Gojo Satoru

    Gojo Satoru

    𓁹 | Runaway Cosmos—Sweet Girl, Don’t Run.

    Gojo Satoru
    c.ai

    “What’s wrong?”

    The fire crackled—sparks leaping like runaway stars, flames twisting in their familiar waltz. Shadows danced across the grand hall, weaving illusions beneath a false guise of warmth.

    This cabin was anything but comforting.

    It was a battlefield of secrets—teetering between revelation and the promise of another decade’s silence. Every muffled scream stitched another thread into its web of horrors, every desperate struggle feeding the house’s hunger to keep its mysteries buried. And somehow, you’d been caught in it—trapped beneath peeling paint and lies.

    His voice—low, gravelly, carved from something feral—slid through the crackling silence. “Thought we had ourselves a good time, girl…”

    The floorboards creaked beneath his weight. Each step deliberate. Slow. Drawing nearer.

    You curled tighter into yourself, lungs straining as you forced the air to still inside them. Pain radiated through your limbs, pooling between your thighs—a ghostly ache, heavy and cruel. A reminder of what you’d given up. Of who you’d given it up for.

    His words clung to you, taunting, each syllable a splinter under the skin. They would haunt you for the rest of your days—if you lived to see another dawn. Because he was right.

    You had enjoyed yourself.

    Night had fallen fast that evening, cloaking the forest in silver shadow. He’d seemed like safety then—charming, warm, offering refuge when your friends vanished without a trace. You thought they’d ditched you. But then you found them—what was left of them.

    That’s when you knew. This was his doing. And you were the final girl.

    Plastic snapped like a bowstring as he pulled on black gloves, the sound sharp, decisive. A white hockey mask rested atop his head, revealing eyes that gleamed a wicked, electric blue. Blood streaked his face—lip split, nose bleeding—marks from a friend who’d fought harder than the others.

    He stood at the fireplace, muscles coiled under the stretch of his shirt, the fabric clinging to him like a second skin. When he tugged at the collar, you caught a glimpse of his neck—littered with the bruised imprint of your teeth, the aftermath of fevered want.

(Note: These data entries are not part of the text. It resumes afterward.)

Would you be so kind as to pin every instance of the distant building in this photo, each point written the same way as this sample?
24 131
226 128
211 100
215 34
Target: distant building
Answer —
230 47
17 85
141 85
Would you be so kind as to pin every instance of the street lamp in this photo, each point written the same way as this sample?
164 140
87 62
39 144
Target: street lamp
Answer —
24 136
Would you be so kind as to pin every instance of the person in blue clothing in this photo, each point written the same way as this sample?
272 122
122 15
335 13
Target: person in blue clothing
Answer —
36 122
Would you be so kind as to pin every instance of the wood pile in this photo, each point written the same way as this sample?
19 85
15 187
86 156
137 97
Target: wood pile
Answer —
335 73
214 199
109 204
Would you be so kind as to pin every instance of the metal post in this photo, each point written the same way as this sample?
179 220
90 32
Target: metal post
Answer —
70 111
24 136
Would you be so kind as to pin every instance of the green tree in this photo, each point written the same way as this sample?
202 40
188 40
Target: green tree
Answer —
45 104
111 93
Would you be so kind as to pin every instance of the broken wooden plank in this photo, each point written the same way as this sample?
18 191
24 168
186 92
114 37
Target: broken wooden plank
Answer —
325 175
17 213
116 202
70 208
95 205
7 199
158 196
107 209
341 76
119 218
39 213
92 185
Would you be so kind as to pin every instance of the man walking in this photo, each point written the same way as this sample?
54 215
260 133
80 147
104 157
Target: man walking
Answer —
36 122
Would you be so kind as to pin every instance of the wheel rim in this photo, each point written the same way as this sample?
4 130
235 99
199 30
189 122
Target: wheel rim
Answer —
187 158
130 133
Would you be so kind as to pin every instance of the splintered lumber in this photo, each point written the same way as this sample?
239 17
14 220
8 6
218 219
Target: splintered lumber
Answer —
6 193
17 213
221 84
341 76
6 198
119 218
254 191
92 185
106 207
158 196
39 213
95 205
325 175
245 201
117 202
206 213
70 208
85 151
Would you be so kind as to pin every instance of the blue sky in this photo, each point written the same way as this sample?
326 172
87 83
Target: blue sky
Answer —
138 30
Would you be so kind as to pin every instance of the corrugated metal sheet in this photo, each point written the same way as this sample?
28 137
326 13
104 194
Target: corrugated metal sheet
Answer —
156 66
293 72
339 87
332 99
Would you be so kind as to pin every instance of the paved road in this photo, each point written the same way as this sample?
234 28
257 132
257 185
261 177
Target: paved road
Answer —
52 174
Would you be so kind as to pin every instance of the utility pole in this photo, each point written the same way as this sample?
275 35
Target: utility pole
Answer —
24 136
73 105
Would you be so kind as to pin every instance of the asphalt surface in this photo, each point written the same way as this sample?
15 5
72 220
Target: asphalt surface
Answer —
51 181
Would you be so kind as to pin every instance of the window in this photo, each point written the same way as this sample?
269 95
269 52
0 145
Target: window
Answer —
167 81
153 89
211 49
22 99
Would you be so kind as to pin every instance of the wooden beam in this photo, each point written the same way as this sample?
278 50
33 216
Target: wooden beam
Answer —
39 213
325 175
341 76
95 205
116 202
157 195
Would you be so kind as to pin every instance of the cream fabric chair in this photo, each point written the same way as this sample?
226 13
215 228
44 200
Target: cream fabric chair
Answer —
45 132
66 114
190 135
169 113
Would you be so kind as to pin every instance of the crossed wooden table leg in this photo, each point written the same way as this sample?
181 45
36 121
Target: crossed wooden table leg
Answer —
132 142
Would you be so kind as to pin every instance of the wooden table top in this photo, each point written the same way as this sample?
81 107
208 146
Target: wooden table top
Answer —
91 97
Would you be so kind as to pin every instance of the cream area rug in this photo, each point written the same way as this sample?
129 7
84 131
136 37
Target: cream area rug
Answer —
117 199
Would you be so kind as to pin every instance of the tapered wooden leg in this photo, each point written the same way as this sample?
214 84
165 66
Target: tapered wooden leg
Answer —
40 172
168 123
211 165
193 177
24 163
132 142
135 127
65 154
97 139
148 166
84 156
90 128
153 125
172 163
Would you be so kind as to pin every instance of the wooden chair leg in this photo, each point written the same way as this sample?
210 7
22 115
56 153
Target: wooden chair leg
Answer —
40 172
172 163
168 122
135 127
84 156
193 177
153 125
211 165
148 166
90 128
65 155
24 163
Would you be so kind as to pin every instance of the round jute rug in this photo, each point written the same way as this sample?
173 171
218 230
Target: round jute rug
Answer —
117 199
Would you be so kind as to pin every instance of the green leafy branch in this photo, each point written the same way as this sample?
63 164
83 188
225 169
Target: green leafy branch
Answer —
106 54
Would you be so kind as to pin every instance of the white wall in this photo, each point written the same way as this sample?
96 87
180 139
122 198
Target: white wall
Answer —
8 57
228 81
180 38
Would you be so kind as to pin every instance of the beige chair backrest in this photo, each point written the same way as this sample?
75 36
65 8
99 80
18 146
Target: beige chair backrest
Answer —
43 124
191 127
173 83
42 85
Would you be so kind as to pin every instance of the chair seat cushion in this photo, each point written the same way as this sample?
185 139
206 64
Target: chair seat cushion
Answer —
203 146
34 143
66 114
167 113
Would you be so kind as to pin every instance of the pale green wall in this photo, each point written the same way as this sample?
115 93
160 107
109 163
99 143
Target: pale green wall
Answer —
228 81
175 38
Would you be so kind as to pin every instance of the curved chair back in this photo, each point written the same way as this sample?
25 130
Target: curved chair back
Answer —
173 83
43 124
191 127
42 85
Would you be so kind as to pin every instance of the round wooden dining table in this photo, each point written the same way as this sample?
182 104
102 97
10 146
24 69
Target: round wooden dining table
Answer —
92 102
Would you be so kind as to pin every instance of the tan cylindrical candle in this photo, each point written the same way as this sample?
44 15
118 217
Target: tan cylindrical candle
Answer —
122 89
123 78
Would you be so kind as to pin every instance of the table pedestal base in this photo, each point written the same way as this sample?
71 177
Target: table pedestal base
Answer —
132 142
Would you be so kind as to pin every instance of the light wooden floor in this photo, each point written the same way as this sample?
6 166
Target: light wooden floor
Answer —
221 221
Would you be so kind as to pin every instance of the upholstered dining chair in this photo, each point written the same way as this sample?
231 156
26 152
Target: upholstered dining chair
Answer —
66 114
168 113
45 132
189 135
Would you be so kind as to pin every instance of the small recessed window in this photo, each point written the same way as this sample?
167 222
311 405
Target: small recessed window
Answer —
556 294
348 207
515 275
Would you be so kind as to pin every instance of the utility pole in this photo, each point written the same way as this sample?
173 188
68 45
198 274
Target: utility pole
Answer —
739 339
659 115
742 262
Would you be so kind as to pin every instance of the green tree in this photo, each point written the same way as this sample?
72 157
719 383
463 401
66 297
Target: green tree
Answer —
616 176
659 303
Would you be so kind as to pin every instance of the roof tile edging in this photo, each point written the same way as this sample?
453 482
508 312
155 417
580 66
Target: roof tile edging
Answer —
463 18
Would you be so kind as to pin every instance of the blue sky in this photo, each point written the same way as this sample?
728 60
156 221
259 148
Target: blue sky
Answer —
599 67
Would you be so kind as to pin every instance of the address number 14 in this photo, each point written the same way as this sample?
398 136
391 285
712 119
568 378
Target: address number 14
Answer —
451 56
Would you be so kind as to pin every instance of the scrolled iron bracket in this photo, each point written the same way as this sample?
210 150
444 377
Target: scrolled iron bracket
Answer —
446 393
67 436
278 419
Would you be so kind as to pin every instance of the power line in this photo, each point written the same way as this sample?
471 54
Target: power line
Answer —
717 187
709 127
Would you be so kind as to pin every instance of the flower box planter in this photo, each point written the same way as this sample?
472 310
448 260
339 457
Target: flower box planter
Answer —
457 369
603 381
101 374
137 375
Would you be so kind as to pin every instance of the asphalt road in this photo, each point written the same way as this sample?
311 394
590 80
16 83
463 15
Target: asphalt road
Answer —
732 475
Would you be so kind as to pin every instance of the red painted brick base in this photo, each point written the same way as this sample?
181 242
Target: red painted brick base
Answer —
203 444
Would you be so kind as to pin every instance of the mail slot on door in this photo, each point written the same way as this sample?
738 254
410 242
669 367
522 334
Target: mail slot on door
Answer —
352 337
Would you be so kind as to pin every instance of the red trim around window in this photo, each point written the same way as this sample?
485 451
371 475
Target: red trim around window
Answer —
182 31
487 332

    “You were takin’ it so well,” he murmured, voice cracking into a dark chuckle. “Thrustin’ those hips to meet mine and all…” He grunted, hand shifting lower. “Got me thinkin’ maybe I should’ve gone another round.”

    Need. Hunger. Possession.

    They all rippled off him in waves. He almost sounded regretful—regretful that he hadn’t hidden the bodies better, that you’d slipped away into his own home, buried somewhere in the walls of his solitude.

    “Come on now, sweet girl…” His tone softened, sickly fond. His gaze swept the shadows, searching, hunting. His mind buzzed with a jittery restlessness only you could cure.

    And in that silence, you realized—he wasn’t looking for you to finish what he’d started. He was looking for you to belong to it.